En el mundo, la comprensión de la personalidad ha venido siendo muy
desviada de sus verdaderos valores por los individuos excéntricos,
altamente preocupados por destacarse en el vasto ámbito de las letras.
Muchos entienden que "tener personalidad" equivale a poseer espíritu de
rebeldía y don de replica en la palabra, siempre dispuesta a criticar al
prójimo, con olvido de la propia situación. Otros piensan que el "hombre
de personalidad" debe marchar en busca de situaciones de notoriedad que le
proporcionen triunfos, los cuales son falsos, puesto que exigen el olvido
total de los más sagrados deberes del corazón. Pocos se han acordado de
los bienes de la humildad y del renunciamiento, en pro de la genuina
edificación personal del hombre, porque para la esfera de la
espiritualidad pura la conquista de la iluminación íntima es lo más
valioso, si se toma en cuenta que andando el tiempo todas las expresiones
de la personalidad perjudicial e inquieta del hombre terrestre pasarán,
cuando la implacable muerte le haya mostrado la visión real del Ser.
212. El hombre sin grandes posibilidades intelectuales ¿es siempre un
individuo mediocre?
El concepto de mediocridad se modifica en el plano de nuestras conquistas
universalistas, después de las transiciones de la muerte. Allí en el mundo
soléis entronizar al escritor que engañó a su público, al político que ha
ultrajado el Derecho, al capitalista que se enriqueció sin escrúpulos de
conciencia: a ésos los colocáis en la galería de los hombres superiores.
Al exaltar sus méritos individuales con extravagancias aduladoras, habláis
mucho de "mediocridad, rebaño, rutina, personalidad superior".
Para nosotros, la virtud de la resignación de los padres de familia,
sensatos y abnegados, que forman parte del extenso rebaño dedicado a las
actividades rutinarias de la existencia terrestre, tiene mucha más
grandeza que los dones de espíritu del intelectual que gesticula
desesperado desde una tribuna, sin proporcionar ninguna enseñanza seria, o
se enreda en confusiones verborrágicas en la esfera literaria, careciendo
de la preocupación sincera de aprender con los ejemplos que la vida
ofrece.
El agricultor que se pasa la vida entera trabajando a pleno sol en la
labranza de la tierra, para que con el fruto de su tarea sea posible
elaborar después el pan sabroso de la vida, tiene para Dios más valor que
los artistas de inteligencia viciada, que no hacen sino perturbar la
marcha divina de sus leyes.
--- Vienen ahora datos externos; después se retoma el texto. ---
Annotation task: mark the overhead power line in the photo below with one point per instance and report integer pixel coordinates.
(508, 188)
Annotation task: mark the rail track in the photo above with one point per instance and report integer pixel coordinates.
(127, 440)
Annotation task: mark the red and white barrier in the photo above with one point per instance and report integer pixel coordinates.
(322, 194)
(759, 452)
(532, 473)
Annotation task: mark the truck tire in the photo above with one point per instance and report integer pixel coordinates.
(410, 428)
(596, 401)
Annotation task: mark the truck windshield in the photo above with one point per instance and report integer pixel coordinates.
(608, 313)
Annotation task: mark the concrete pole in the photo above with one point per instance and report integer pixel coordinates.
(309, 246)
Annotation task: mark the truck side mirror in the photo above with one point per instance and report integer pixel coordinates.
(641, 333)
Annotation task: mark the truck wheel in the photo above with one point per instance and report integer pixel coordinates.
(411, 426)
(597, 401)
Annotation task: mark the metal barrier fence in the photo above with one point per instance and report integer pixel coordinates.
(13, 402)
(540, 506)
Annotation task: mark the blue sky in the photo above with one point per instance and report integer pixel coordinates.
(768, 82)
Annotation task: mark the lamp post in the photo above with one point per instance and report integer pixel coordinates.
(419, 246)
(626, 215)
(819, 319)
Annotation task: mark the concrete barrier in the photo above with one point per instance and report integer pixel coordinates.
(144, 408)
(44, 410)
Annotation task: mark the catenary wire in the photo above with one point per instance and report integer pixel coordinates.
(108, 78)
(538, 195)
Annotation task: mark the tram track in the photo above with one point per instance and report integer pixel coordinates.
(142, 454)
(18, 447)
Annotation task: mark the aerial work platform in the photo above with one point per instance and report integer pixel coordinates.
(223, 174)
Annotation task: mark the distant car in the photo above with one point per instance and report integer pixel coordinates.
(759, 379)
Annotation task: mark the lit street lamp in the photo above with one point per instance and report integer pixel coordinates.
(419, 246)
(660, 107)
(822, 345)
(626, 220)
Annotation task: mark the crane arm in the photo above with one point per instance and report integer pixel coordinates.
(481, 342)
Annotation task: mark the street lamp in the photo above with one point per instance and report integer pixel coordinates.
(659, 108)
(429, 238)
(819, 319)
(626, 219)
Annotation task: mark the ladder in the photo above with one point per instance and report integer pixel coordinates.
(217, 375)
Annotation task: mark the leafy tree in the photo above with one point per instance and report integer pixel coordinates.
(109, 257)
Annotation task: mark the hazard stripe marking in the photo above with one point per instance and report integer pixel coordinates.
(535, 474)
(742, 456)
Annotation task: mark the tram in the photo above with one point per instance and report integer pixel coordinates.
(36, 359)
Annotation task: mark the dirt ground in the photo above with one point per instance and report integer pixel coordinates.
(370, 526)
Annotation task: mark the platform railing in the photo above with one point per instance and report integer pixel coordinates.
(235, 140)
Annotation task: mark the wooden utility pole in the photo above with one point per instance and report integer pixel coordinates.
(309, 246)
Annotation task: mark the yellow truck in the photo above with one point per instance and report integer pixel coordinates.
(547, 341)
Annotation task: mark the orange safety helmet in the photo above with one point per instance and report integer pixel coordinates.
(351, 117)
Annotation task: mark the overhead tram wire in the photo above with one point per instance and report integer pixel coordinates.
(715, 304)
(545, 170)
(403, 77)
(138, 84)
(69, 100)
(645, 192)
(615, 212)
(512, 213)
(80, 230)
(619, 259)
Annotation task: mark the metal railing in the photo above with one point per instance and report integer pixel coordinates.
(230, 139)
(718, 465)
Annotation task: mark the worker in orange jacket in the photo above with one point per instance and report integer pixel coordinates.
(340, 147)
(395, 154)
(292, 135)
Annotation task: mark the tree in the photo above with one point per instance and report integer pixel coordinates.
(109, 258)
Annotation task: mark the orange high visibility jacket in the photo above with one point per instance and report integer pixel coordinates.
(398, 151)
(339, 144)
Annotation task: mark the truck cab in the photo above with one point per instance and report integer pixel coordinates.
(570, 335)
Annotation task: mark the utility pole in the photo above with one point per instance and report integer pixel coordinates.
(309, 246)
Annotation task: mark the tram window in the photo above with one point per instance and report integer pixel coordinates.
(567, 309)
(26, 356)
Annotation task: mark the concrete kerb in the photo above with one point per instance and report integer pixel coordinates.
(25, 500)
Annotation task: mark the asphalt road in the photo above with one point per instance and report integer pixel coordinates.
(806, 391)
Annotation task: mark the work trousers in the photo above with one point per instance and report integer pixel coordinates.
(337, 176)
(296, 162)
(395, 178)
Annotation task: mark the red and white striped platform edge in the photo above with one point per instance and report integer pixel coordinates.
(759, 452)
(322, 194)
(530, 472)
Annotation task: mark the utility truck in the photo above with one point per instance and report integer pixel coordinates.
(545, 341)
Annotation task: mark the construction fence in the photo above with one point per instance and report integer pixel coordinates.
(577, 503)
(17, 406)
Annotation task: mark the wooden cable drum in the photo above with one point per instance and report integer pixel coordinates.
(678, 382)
Ved, pues, que la expresión de la
intelectualidad vale mucho, pero no puede prescindir de los valores del
sentimiento en su sublime esencia, y al fin de cuentas se comprende que el
"hombre mediocre" no es el trabajador de las lides terrestres, que ama sus
realizaciones en el seno del hogar y el sagrado cumplimiento de sus
deberes, y sobre cuya abnegación se ha erigido la organización maravillosa
del patrimonio del mundo.
213. ¿Debemos preocuparnos por adquirir los elementos del denominado
magnetismo personal?
Muy noble es esa preocupación, pero no suponga nadie que podrá obtener
magnetismo personal sólo con la experiencia que le proporcione la lectura
de libros donde se trate el tema. Y no son pocos los que acuden a esa
literatura, deseosos de lograr fórmulas mágicas por el camino del menor
esfuerzo. No obstante, es indispensable destacar que ningún estudioso
puede conquistar la simpatía sin que haya transformado antes su corazón en
un venero de bondad espontánea y sincera. En la vida no es suficiente
saber: resulta imprescindible comprender. Los libros enseñan, mas sólo el
propio esfuerzo perfecciona el alma para la grande y bendita comprensión.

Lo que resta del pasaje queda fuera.